Thanks, but this doesn't answer my question. This is absolutely not the best way to check an uploaded file. Change a .jpg to .pdf and it will upload.
Avatar of peps03

ASKER

Ok, but is "finfo_file" the best way?

If yes, can anyone give me an example? i don't really get the php.net explanation...
You should be able to check file type using $_FILES["file"]["type"]
Avatar of peps03

ASKER

@elvin66 yes, you can. but its not foolproof.
changes .jpg to .pdf and you can trick it if only pdf is allowed.....

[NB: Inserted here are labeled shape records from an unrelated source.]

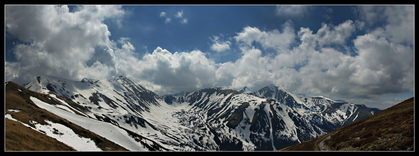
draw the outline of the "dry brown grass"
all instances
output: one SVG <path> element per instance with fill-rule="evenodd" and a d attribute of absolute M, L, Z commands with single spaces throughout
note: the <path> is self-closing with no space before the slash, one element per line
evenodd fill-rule
<path fill-rule="evenodd" d="M 412 98 L 357 122 L 279 151 L 320 151 L 318 145 L 322 140 L 330 151 L 414 151 L 414 104 Z"/>
<path fill-rule="evenodd" d="M 20 89 L 21 91 L 19 91 Z M 30 97 L 34 97 L 51 104 L 61 104 L 47 95 L 36 93 L 27 89 L 12 82 L 8 82 L 5 88 L 5 113 L 20 122 L 35 127 L 30 121 L 35 121 L 45 125 L 47 120 L 55 123 L 63 125 L 73 130 L 78 135 L 92 139 L 98 147 L 103 151 L 127 151 L 123 147 L 115 144 L 105 138 L 93 133 L 89 130 L 74 124 L 71 122 L 56 115 L 45 109 L 39 108 L 35 104 Z M 13 112 L 8 110 L 18 110 L 18 112 Z M 19 122 L 5 120 L 5 151 L 72 151 L 71 148 L 57 143 L 54 147 L 55 139 L 41 133 L 26 127 Z"/>

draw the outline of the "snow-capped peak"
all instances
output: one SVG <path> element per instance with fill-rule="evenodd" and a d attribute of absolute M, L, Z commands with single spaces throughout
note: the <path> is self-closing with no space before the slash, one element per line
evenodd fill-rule
<path fill-rule="evenodd" d="M 249 89 L 249 88 L 247 88 L 247 86 L 244 86 L 244 87 L 239 91 L 239 92 L 244 94 L 249 94 L 253 92 L 253 91 L 251 91 L 250 89 Z"/>
<path fill-rule="evenodd" d="M 96 80 L 96 79 L 89 78 L 83 78 L 83 79 L 80 81 L 82 82 L 93 82 L 95 80 Z"/>

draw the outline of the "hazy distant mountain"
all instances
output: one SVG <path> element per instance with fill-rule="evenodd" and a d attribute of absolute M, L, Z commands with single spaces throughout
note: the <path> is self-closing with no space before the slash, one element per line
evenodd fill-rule
<path fill-rule="evenodd" d="M 22 104 L 54 113 L 69 121 L 66 123 L 130 151 L 275 151 L 379 111 L 322 97 L 296 95 L 272 85 L 257 92 L 247 87 L 241 90 L 247 94 L 213 87 L 160 96 L 123 76 L 81 81 L 42 76 L 25 85 L 29 90 L 11 84 L 5 85 L 6 96 L 22 95 L 27 102 Z M 51 124 L 45 129 L 48 118 L 15 118 L 18 114 L 43 115 L 26 109 L 15 113 L 19 108 L 10 104 L 17 100 L 8 99 L 7 118 L 26 124 L 44 123 L 34 124 L 43 126 L 33 129 L 53 137 L 57 138 L 57 133 L 67 134 L 60 131 L 61 126 Z M 72 141 L 63 139 L 60 141 L 64 144 Z M 89 142 L 98 146 L 102 142 Z M 91 146 L 75 150 L 98 150 Z"/>
<path fill-rule="evenodd" d="M 415 151 L 415 99 L 282 151 Z"/>

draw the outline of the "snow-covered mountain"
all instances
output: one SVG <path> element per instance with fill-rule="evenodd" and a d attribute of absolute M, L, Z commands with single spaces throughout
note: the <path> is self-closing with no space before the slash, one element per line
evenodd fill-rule
<path fill-rule="evenodd" d="M 327 131 L 350 124 L 381 110 L 323 96 L 296 95 L 272 84 L 246 94 L 274 99 L 283 104 Z"/>
<path fill-rule="evenodd" d="M 241 91 L 247 94 L 213 87 L 161 97 L 123 76 L 81 81 L 43 76 L 25 87 L 61 104 L 31 98 L 38 106 L 130 151 L 274 151 L 372 114 L 360 111 L 364 106 L 274 85 Z"/>

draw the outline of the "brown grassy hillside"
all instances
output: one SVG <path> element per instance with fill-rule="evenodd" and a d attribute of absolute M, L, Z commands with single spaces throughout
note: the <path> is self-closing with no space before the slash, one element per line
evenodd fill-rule
<path fill-rule="evenodd" d="M 415 99 L 280 151 L 413 151 Z"/>
<path fill-rule="evenodd" d="M 33 127 L 35 127 L 35 126 L 31 123 L 31 121 L 43 125 L 47 124 L 45 122 L 45 120 L 61 124 L 72 129 L 75 133 L 81 136 L 91 138 L 98 147 L 103 151 L 127 151 L 123 147 L 106 138 L 39 108 L 30 99 L 30 97 L 36 97 L 52 104 L 61 104 L 56 101 L 51 100 L 52 98 L 48 95 L 33 92 L 9 81 L 5 86 L 5 113 L 10 114 L 14 119 L 20 122 Z M 56 139 L 33 130 L 17 121 L 5 119 L 4 128 L 5 151 L 74 150 Z"/>

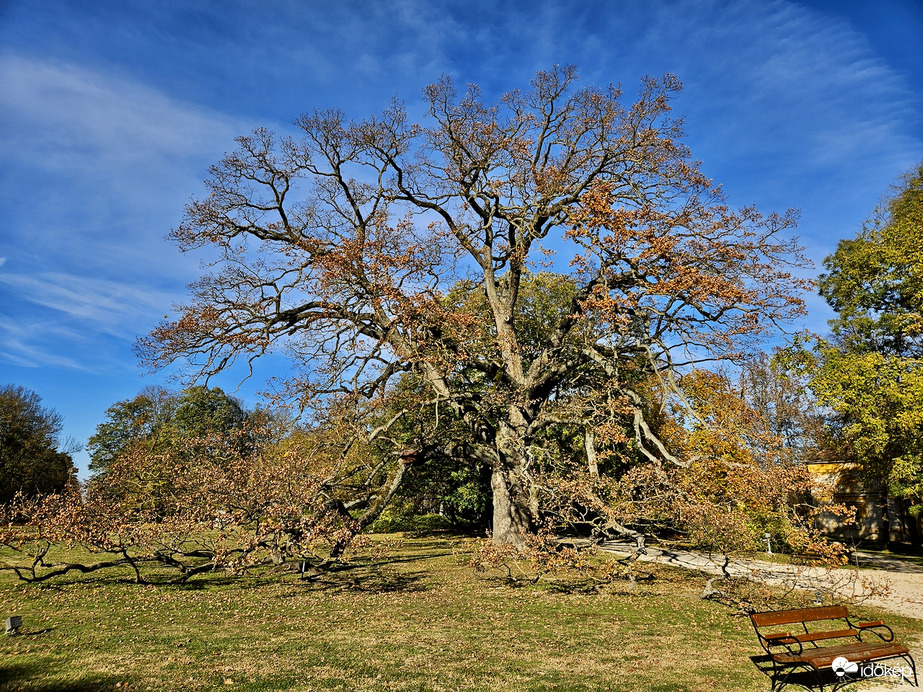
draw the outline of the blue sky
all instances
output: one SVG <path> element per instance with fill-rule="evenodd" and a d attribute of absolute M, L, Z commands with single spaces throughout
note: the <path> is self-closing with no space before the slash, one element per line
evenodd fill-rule
<path fill-rule="evenodd" d="M 800 209 L 818 267 L 923 159 L 919 0 L 0 0 L 0 383 L 79 442 L 170 384 L 132 345 L 197 276 L 165 235 L 234 136 L 395 95 L 420 114 L 442 73 L 496 95 L 553 64 L 629 95 L 675 73 L 705 172 L 732 204 Z M 284 367 L 215 384 L 252 406 Z"/>

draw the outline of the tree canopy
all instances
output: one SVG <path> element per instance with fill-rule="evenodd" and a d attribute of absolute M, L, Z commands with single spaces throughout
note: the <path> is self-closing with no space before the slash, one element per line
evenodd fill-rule
<path fill-rule="evenodd" d="M 35 392 L 0 386 L 0 502 L 59 492 L 75 479 L 74 445 L 61 448 L 63 426 L 61 414 L 42 406 Z"/>
<path fill-rule="evenodd" d="M 422 123 L 395 101 L 364 120 L 305 114 L 298 138 L 238 138 L 172 232 L 210 249 L 214 271 L 143 359 L 207 377 L 284 349 L 299 366 L 286 391 L 306 405 L 412 374 L 415 410 L 467 430 L 439 454 L 491 470 L 500 543 L 538 519 L 549 430 L 618 410 L 642 458 L 683 465 L 648 425 L 642 384 L 801 314 L 793 216 L 727 206 L 670 116 L 674 77 L 645 79 L 630 105 L 576 80 L 556 67 L 489 102 L 443 77 Z M 417 453 L 443 443 L 423 431 Z"/>
<path fill-rule="evenodd" d="M 923 165 L 908 173 L 824 266 L 832 342 L 800 354 L 840 440 L 902 505 L 919 544 L 923 511 Z M 887 497 L 882 498 L 887 516 Z"/>

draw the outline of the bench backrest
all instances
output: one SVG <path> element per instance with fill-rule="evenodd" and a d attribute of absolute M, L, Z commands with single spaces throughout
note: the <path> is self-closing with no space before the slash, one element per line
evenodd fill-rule
<path fill-rule="evenodd" d="M 750 620 L 757 627 L 789 625 L 793 622 L 814 622 L 834 620 L 849 615 L 846 606 L 824 606 L 820 608 L 799 608 L 797 610 L 775 610 L 768 613 L 750 613 Z"/>

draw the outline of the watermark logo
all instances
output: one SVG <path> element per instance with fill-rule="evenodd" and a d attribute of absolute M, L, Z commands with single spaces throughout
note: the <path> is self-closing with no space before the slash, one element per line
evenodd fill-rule
<path fill-rule="evenodd" d="M 837 677 L 851 678 L 852 673 L 858 673 L 860 678 L 900 678 L 903 681 L 911 680 L 913 670 L 909 666 L 888 666 L 884 663 L 863 663 L 861 666 L 855 661 L 850 661 L 844 656 L 837 656 L 830 664 Z"/>
<path fill-rule="evenodd" d="M 850 661 L 843 656 L 837 656 L 833 659 L 833 664 L 830 666 L 833 668 L 833 672 L 837 674 L 838 677 L 843 677 L 846 673 L 858 673 L 859 664 Z"/>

does anyone have experience with: php function:  finfo_file ?
greetings peps03, There is a difference in checking an uploaded file's name extension (as in  .pdf ) and checking the file's "file header" for relevant bytes that indicate what type of file it may or may not be. If you look it up the file header of a .pdf  file is always the four ascii text characters of -  "%PDF", so if you chop off the first 4 characters of the uploaded file string, and they are equal to "%PDF" then it is not a JPEG image file and is likely a real pdf file, but there can be other things in the file structure that may NOT have it be a "real pdf" (as you say), but I wold think that checking for "%PDF" is enough for your test.
ask questions if you need more info.
Avatar of peps03

ASKER

Thanks for your reaction Slick812!

So how do i check for "%PDF"?

Because $_FILES["file"]["type"] == "application/pdf" can be tricked by changing a image.jpg to image.pdf.
Kinda not much time now, sorry, but the $_FILES array has the disk location for your upload in -
$_FILES['file']['tmp_name']

so get this into a String -
$file1 = file_get_contents($_FILES['file']['tmp_name']);

then use substr to get first four char

$file1 = substr($file1,0,4);

then test for whatever file header you need,  %PDF   in this case

if ($file1 == '%PDF') { $valid = true;   } else {  $valid = false;  }

this is untested, but should give you the method
Avatar of peps03

ASKER

Thanks Slick812.

This works wel for pdf, rtf.
But not really for .doc and .docx.

You know how i should validate them?
ASKER CERTIFIED SOLUTION
Avatar of Member_2_248744
Member_2_248744
Flag of United States of America image

Link to home
membership
This solution is only available to members.
To access this solution, you must be a member of Experts Exchange.
Start Free Trial
OH I guess I should say, That some file header ID's like  "%PDF" are standard between many file-program versions, and others are NOT so standard, and may be different between some program versions, I know that microsoft changed the WORD program .DOC file headers alot between some versions (Oh yea there are several .DOC file extensions that are NOT microsoft WORD, MS wordpad used to do a DOC, and several other non MS programs had DOC, these do NOT use the MS .DOC file headers for WORD)
So my info above is untested, and may vary with versions and different programs, , I do not believe that you can patent a file extension, so any program can use any extension that they like, ,  so you may want do research if you find files that do not seem to match some header spec you come across.
Avatar of peps03

ASKER

@Slick812 thanks again.
you are right about searching the internet. i did. and found what you found but didn't know how to use it.
with the .doc format i got 4 squares as outcome. couldn't read it. didn't know i had to use: chr(17).....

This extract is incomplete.